Egal. Ich probier das einfach alles mal aus.
Wirkung
Eingesteckt in den Powerstar, der die Kette versorgt, und mittig eingepegelt, darf der Kemp Elektronik SR Plug zeigen, was in ihm steckt (respektive aus ihm herauskommt). Der erste Eindruck: Nix. Jedenfalls nicht über Lautsprecher. Die Standard-Stücke für Tests klangen eigentlich so wie immer. Vielleicht eine Nuance klarer? Vielleicht eine kleine Spur farbiger? Kann ich nicht mit Sicherheit sagen. Was nun?
Abwarten und Tee trinken, heißt es. Das tat ich nicht, sondern griff zu den Kopfhörern. Und schon da beschlich mich langsam der Eindruck, es klinge doch anders – ausgewogener, fixer, präziser und im Bass runder. Bei Elektrostaten, wohlgemerkt, die eh verdammt fix, präzise, ehrlich und sauber sind, dafür aber nicht so bassrund.
Als ich am folgenden Morgen wieder in den Hörraum kam, folgte der Alltagstrott: Die Kette einschalten, ein Stück nach Gusto auswählen und als Hintergrundmusik laufen lassen, während ich mich an den Schreibtisch setze. Der steht weder exakt mittig, noch auf dem Sweet-Spot. Nur irgendwie halbwegs ok. Reicht ja für Hintergrundmusik. Und die klang anders als sonst.
Was als erstes auffiel war das Plus an Klangfülle bei geringer Lautstärke. Die HD 311 Retro möchten nämlich gerne mit etwas Leistung gefüttert werden, damit sie optimal klingen. Hier gab’s für den Alltag aber keine Leistung, sondern nur ein paar Klang-Völtchen. Daraus machten die Boxen zur Überraschung dieses Mal erstaunlich viel: Breite und Fülle des Frequenzspektrums waren schon bei Zimmerlautstärke merklich präsenter, dazu wirkte die Wiedergabe selbstverständlicher und lockerer. Ein netten Beiboot für die Arbeit.

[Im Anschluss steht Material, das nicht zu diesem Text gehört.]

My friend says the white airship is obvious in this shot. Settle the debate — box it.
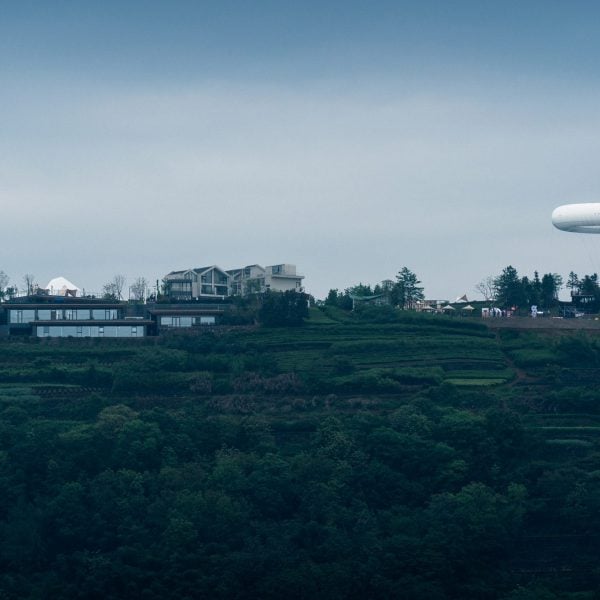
[552,202,600,233]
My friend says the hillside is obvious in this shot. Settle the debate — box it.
[0,309,600,600]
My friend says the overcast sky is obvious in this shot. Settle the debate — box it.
[0,0,600,299]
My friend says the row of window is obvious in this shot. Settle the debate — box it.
[36,325,144,338]
[160,316,216,327]
[10,308,119,323]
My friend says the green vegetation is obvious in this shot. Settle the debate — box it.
[0,312,600,600]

Neugierig geworden, habe ich über die nächsten Tage gezielt verschiedene Problemkinder aus der Musikbibliothek vorspielen lassen. Mit erstaunlichen Ergebnissen:
Das eher matt gemischte Album Atlanta von Steven Wilson ließ plötzlich Raum und Klangfrische entdecken. Der Bass zog straffer, die Mitten wurden wärmer und der Gesamtklang wirkte ausgewogener. Und während Mr. Wilson sonst eher bemüht sang, wirkten Stimmen wie Instrumente plötzlich gelassen und selbstverständlich. Nanu?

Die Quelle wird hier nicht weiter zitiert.